Having Good Parenting Skills To Teach Your Child

August 29, 2008

When it comes to good parenting skills in any of these areas, the first thing you have to remember is that your children are individuals, just as you are. Some children are very resilient and quick to learn, while others may be stubborn or extremely sensitive.

First-time parenthood can be scary. Every new parent, especially new mothers, wonder whether they are doing the best job possible at raising their child – and no wonder!  In between feeding, bathing, playing and doctor’s visits, you must also teach your child about the world around him.

First Step in Learning Good Parenting Skills

You must provide discipline along with plenty of love and support. There are many questions faced by parents every day. How can I build my child’s sense of self-esteem and self-sufficiency?  How do I ‘punish’ my child for bad behavior without causing real harm?

Therefore, the first step in learning good parenting skills is to learn what’s going to work for your child.  It is easy, for example, to adopt a rule about spanking. Most child-rearing advice today advises against any kind of corporal punishment.  So, what do you do instead? Likewise, what do you do when your child suffers from low self-esteem, and it seems that your efforts at praise are falling on deaf ears?
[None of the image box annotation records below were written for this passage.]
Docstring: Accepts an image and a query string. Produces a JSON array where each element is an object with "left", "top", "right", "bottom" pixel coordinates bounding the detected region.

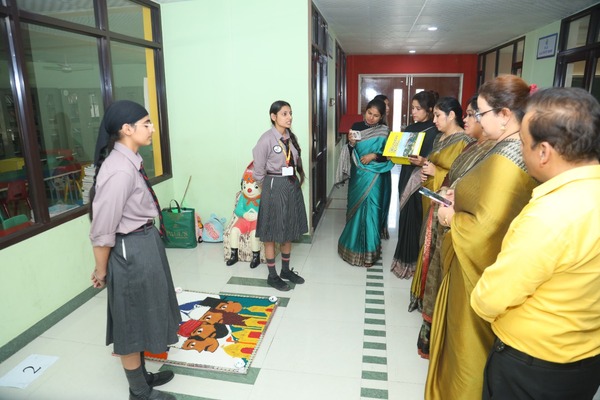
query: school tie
[
  {"left": 140, "top": 163, "right": 166, "bottom": 237},
  {"left": 283, "top": 138, "right": 296, "bottom": 167}
]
What’s best way to raise a child?

The steps you’ll take to be a good parent in any of these situations needs to be based on an overall plan or philosophy in regards to the best way to raise your child. Good parenting skills aren’t just lists of “do’s and don’ts”. Your skill at handling any situation will come from your self-confidence in your role as loving protector.
In other words, good parenting is really about patience and consistency (in your words and actions). One of the healthiest approaches you can take with your child is to teach him the laws of cause and effect.

If you believe in teaching your child about cause and effect, and the consequences of his or her actions, there will be no question about how best to provide discipline or positive feedback. Let’s look at an example. Imagine for a moment that your child is in an aggressive phase, and often hits or bites his playmates. If you believe in teaching cause and effect in a healthy way, then you do not hit or bite your child as punishment. Instead, you would take him aside and explain to him that his friend Is not going to want to play with him any more if that behavior continues. If he repeats the behavior, you would end the play session early as punishment, to show him that he won’t be allowed to play at all so long as he behaves aggressively.

Remain Consistent in Discipline

In order to remain consistent, you would also apply this technique to positive situations. For instance, when your child does something nice for someone else, you would then praise him and point out the cause and effect between the desired behavior and the positive outcome.

It’s never too early to start applying good parenting skills. Toddlers are at a prime age to being learning about cause and effect, but babies begin to notice relationships between actions and outcomes as early as four to six months. Be gentle, patient and consistent in your approach, and remember to tailor these lessons to your child’s unique personality.

The Best Parenting Baby Book

June 30, 2008

The definitive parenting baby book can work miracles. It can transform even the fussiest baby into a picture perfect tot. It can point out every parenting mistake and make parenting time a true joy. Every little question is answered and the answers are astonishing. There is nothing this book can not do. It can even change dirty diapers and baby sit when the parents need a night out.

The reality is that the ultimate baby book does not exist. No one source can give comprehensive, working advice for all parents. There are parenting books available but the theories and advice contained within the pages varies according to whatever expert wrote it. The one thing that is quickly discovered when having a baby is that nothing is concrete. The current parenting baby books on the market that is bestsellers were often written many years ago but have been revised and updated to reflect the changing nature and makeup of the parents.

Forty years ago an openly gay couple seeking to have a baby through surrogacy would not have been as accepted as it is currently. The parenting baby book would not have had a section featuring alternative parent units. Single parents were not even under consideration and their circumstances are drastically different than those of two people having a baby.

The thing about parenting is that no one can accurately predict how infancy will go. A parenting baby book can give details about general childhood illness, when to get shots or even when to start solid foods but it cannot cover every single topic. New parenting time is precious and that is the one thing a parenting baby book can attest to. A new mother and father, or mother/mother, father/father, or however the family unit is comprised is an exciting time filled with new adventures each and every day. No two people act the same.

Any parenting baby book will cover the basics. There will be sections devoted to developmental milestones as well as tips or advice for problems that arise. Sometimes this is not enough and a trip to the pediatrician is an answer. The importance of a good patient/doctor relationship is vital. The doctor should never act irritated by questions and the staff should always be helpful. If there is any impatience or lack of concern…go to another doctor.

New parents experience a different world than what they were used to. It is an adjustment but the rewards are great and will last the rest of the child’s life. Just remember that the ultimate parenting baby book does not exist and to take it day by day and year by year. There is something new each day.